Aristóteles concebía la libertad como el orden del ser. Es decir, que sostenía que seríamos libres si acomodábamos nuestra conducta y modus vivendi a la virtud. Al mismo tiempo, era un defensor de la propiedad privada y, por ende, de la libertad personal, a contrario sensu de Platón. En síntesis, por un lado, defendía la capacidad de elegir, y, por otro, se inclinaba por que dicha elección estuviese en avenencia con el orden del ser. De esta paradoja, me permito la licencia de afirmar que se mostraba favorable a la definición de libertad establecida en este artículo, esa que reza que la libertad es «la capacidad de elegir más el hecho de hacerlo bien».
Tenemos capacidad de elegir, pero, como matizaba el filósofo católico Jacques de Maritain, el sentido de ésta reside en «para qué» la ejercemos. Como dice Juan Manuel de Prada, Cristo vino al mundo para enseñarnos que «la verdad os hará libres», y no que «la libertad os hará libres».
Una vez abordado que «la libertad es la capacidad de elegir más el hecho de hacerlo bien», nos vemos en la tesitura de ascender un escalón, que es el de la conquista de la libertad interior.
El insigne teólogo Jacques Philippe, en su opúsculo La libertad interior, incide en que estamos hechos no solo para ser libres en nuestra manera de obrar, sino en el espíritu, en las interioridades de nuestro corazón; de tal modo que podamos alcanzar la libertad incluso en aquellos momentos en los que la capacidad de elegir nos sea negada a nivel humano.
Un ejemplo de libertad interior en la falta de libertad para elegir sería el de Etty Hillesum, una joven judía que murió en Auschwitz en las postrimerías de 1942, y cuyo diario fue publicado en 1981. Su singladura espiritual comienza a coger fondo y forma en aquella Holanda sacudida por la persecución nazi.
Un psicólogo ayuda a Etty Hillesum a descubrir el irresistible magnetismo de los valores cristianos, lo cual provoca, en palabras de Jacques Philippe, que «al tiempo que le son arrebatadas todas sus libertades externas, descubre dentro de sí misma una felicidad y una libertad interior que en adelante nadie le podrá arrancar». A esto, el teólogo añade: «Por todas partes se ven carteles en los que se prohíbe a los judíos transitar por los senderos que conducen al campo.
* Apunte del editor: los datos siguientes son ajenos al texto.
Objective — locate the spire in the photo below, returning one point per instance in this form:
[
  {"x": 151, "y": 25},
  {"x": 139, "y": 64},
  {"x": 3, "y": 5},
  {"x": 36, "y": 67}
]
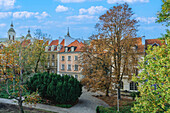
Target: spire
[
  {"x": 68, "y": 34},
  {"x": 28, "y": 35},
  {"x": 12, "y": 24},
  {"x": 29, "y": 31}
]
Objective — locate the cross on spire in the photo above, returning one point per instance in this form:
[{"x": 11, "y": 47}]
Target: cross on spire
[{"x": 68, "y": 34}]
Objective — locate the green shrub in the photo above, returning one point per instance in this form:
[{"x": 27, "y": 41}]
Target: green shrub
[
  {"x": 123, "y": 109},
  {"x": 59, "y": 89},
  {"x": 134, "y": 94}
]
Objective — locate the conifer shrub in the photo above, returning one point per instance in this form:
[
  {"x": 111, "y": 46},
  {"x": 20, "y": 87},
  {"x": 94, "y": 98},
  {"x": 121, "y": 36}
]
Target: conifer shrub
[{"x": 58, "y": 89}]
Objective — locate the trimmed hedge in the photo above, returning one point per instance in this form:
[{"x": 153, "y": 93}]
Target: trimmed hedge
[
  {"x": 123, "y": 109},
  {"x": 59, "y": 89},
  {"x": 135, "y": 94}
]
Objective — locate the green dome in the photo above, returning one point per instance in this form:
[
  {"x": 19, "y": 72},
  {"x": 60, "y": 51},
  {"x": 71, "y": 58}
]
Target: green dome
[{"x": 11, "y": 30}]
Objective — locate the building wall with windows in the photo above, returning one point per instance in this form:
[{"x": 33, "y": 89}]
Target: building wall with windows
[{"x": 63, "y": 57}]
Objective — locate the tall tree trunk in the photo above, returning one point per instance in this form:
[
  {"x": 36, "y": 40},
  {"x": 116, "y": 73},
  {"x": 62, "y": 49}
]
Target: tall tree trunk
[
  {"x": 36, "y": 66},
  {"x": 20, "y": 106},
  {"x": 119, "y": 95},
  {"x": 107, "y": 92}
]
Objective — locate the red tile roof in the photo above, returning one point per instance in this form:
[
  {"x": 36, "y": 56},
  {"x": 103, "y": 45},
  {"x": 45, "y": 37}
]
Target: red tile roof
[
  {"x": 153, "y": 41},
  {"x": 140, "y": 48},
  {"x": 62, "y": 43},
  {"x": 54, "y": 42},
  {"x": 75, "y": 44},
  {"x": 138, "y": 41},
  {"x": 26, "y": 42}
]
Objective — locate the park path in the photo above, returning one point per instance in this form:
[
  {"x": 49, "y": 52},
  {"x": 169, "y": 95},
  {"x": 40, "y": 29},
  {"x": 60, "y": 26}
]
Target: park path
[{"x": 87, "y": 104}]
Pero, por encima de ese poquito de carretera que nos queda permitido, se extiende el cielo entero».
Esto último, el insigne Philippe lo relaciona con «la estrechez de los lugares» en los que vivió Teresa de Lisieux; en donde la santa carmelita no fue privada, a través de su «sensibilidad espiritual», de «una maravillosa sensación de amplitud, de expansión». En un paraje del mapamundi «humanamente tan pequeño y pobre», en «un pequeño Carmelo provinciano de vulgar arquitectura, un jardín minúsculo, una pequeña comunidad compuesta por religiosas cuya educación, cultura y costumbres serían seguramente básicas», halló –catapultada por su insaciable libertad interior– «horizontes sin fin», «inmensos deseos», «océanos de gracias», «abismos de amor», «torrentes de misericordia».